It's all about the land...

the story of land ownership takes place all over the world. Looking into Hawai'i (pictured above) will reveal the same patterns many other cultures have experienced throughout the world. 

I think a lot.
Always have.
When I was a kid and jumped double-dutch on Ocean Avenue, I couldn't help but wonder what was under the concrete. Funny for a child for whom it has been said was afraid to walk on grass.  That makes sense when you realize, like many other city kids, my first life experiences took place inside a carpeted apartment.
On my way to school I would always be fascinated by the trees that lined my Brooklyn streets. The ones that ran along Midwood Avenue, following me to school. I often thought about those who were there way before me, way before the way people before me, way before the people way before them.
My family always had an interesting relationship to everything around them. As immigrants, they could see U.S. policy from a critical perspective. They witnessed the U.S.'s military presence in their country. But they were also seduced by certain aspects of this new culture. For my father, it were the artists. For my mother, it was the promise of perhaps, easily-acquired goods. In those days, things were "hard" in Trinidad, meaning quite frankly, that although they were modeling the U.S. they couldn't quite operate like the U.S. Many Trinidadians would be angered at my saying this...I'm not saying that all Trinidadians lack this awareness, but when you look at the state Trinidad is in, with its corruption and C&C (carnival and church) those who speak with reason are quickly silenced.
Like Brooklyn, those who live in Trinidad are not its true descendants. Like Brooklyn, there are inhabitants who have struggled under the system, without looking back and deciphering a pattern. There was promise of it when Eric Williams became the country's first Prime Minister, but such promise waned under the riches of oil, corruption and just plain old wanting to be like what it looks like on t.v. But unlike Brooklyn, Trinidad has (I'm not sure if this is the case anymore, and I wouldn't be surprised if this has changed) there is something called squatter's rights. This means that if you own a piece of land and do not use it for a certain period of time, if someone else builds on that piece of land and lives there for a period of time, that land is then theirs. This ensures that no one is without a means of producing their own food.
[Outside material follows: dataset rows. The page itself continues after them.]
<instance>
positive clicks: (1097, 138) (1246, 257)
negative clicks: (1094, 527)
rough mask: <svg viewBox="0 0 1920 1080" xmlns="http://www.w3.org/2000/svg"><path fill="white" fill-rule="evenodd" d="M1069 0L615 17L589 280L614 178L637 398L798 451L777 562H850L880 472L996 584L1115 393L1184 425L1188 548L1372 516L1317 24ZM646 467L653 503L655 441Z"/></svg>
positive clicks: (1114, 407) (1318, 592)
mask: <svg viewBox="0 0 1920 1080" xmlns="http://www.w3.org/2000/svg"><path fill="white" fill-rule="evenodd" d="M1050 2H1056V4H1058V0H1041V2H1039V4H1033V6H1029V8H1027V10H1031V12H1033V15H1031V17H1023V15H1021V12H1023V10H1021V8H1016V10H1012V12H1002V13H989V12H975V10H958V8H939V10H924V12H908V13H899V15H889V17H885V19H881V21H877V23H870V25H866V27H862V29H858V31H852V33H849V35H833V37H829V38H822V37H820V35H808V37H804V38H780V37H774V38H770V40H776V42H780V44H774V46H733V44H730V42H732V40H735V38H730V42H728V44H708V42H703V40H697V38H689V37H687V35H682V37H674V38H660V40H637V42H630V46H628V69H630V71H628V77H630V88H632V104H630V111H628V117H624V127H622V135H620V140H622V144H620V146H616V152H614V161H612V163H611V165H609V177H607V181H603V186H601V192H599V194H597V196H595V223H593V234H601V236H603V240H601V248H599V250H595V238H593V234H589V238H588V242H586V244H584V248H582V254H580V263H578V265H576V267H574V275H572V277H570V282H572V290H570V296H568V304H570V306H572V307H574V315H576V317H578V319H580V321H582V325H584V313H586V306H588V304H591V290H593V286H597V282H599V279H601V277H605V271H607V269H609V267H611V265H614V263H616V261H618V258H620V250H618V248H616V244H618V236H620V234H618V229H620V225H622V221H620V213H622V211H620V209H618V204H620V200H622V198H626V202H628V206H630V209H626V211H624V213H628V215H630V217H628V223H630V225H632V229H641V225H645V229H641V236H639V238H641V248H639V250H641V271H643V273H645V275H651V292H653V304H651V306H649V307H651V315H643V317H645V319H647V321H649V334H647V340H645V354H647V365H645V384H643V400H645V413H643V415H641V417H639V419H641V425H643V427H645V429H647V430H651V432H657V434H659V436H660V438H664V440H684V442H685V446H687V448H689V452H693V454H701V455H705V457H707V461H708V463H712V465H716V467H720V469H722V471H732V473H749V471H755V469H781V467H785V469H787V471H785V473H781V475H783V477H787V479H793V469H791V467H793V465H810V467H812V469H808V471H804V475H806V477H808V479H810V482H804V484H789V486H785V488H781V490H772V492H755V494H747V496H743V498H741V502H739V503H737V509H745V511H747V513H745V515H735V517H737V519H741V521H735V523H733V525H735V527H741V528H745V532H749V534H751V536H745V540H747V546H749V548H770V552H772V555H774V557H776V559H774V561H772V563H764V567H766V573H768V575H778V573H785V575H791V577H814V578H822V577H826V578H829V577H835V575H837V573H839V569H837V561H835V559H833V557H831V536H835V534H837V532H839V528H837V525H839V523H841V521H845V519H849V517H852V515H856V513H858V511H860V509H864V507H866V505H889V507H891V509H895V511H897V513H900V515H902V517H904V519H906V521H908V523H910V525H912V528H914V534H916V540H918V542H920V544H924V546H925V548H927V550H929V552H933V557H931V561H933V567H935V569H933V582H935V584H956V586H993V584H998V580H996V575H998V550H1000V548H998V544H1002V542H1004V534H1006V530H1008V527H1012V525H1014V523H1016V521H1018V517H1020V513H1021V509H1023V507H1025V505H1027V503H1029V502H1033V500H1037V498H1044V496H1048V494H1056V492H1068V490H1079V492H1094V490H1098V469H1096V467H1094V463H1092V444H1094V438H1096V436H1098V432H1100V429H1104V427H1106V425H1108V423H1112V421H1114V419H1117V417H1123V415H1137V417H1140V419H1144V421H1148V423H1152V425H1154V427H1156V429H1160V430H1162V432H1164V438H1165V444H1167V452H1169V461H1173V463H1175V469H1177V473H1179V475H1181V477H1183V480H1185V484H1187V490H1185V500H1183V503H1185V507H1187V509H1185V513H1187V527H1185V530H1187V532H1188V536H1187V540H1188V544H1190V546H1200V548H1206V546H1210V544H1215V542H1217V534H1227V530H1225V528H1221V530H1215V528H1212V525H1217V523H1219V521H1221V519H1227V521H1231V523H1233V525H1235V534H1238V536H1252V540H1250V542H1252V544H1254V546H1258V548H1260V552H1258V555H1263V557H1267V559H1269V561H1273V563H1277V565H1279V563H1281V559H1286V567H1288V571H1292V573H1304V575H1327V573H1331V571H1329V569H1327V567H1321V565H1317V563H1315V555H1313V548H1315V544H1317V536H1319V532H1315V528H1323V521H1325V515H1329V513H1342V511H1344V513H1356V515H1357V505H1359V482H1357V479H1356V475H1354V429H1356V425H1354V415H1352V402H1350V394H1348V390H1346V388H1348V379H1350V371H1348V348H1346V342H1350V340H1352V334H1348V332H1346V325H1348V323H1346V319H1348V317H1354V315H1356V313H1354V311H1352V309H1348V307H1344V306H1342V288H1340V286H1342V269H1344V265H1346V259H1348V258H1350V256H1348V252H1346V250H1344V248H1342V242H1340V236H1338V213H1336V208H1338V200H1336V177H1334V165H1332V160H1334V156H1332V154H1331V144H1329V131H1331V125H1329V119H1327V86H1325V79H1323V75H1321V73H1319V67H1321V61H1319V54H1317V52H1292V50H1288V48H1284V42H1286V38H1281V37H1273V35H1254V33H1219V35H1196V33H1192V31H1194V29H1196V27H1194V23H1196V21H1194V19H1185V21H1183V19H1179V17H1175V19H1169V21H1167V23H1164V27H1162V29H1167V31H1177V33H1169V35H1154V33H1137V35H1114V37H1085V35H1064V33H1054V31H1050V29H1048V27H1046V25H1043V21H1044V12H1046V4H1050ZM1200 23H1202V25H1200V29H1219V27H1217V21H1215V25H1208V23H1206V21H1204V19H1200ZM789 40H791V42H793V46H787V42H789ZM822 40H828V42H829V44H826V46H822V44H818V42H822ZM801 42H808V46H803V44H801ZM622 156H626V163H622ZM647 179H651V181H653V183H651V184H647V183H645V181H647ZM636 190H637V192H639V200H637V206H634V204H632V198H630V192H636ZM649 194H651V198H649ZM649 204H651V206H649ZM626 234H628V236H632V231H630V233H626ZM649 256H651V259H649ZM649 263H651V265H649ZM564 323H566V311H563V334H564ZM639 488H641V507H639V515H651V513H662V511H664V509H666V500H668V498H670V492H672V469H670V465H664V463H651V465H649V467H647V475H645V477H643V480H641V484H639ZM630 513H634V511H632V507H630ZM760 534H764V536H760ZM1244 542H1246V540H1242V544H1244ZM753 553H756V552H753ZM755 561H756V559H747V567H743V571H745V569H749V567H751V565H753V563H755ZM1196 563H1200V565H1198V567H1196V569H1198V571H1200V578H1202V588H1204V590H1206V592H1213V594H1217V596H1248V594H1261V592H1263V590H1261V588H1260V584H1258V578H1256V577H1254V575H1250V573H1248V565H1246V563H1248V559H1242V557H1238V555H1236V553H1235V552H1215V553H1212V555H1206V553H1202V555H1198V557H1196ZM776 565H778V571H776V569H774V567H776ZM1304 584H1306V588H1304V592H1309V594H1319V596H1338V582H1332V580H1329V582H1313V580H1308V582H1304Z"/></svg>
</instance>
Colonialism is about land. People think when they hear about colonialism, it's about something  that happened a long, long, time ago. Put it this way: when I told an 8th grade class about the ideas of imperialism and colonialism, one student added, "That sounds like integration!" Most of us on this planet have been effected by it. The thousands of young Europeans whose battle from poverty continued outside thier original borders (Who owns most of European land? Who owns most of Britain's land? The questions and answer are all there for you to look into). Who is the biggest landowner in the world?  Why is it important to own land? The people who they encountered. The land that was conquered. The people who were conquered.
With companies like Monsanto vying to control the seed, to patent food and attempt to control the world's food supply through pretense of good, I say we've been getting it all wrong. It's not about race. It's not about gender. It's not about money. It's about land. And the very sick idea that anyone could ever own it.
Here is a writer from Cowbird who is chronicalling one such fight in India. The other day it came to me. You want to know what is really going on in the world? You want to see what matters? Look at how  indigenous people, poor people, continue to be treated throughout the world. That should speak volumes.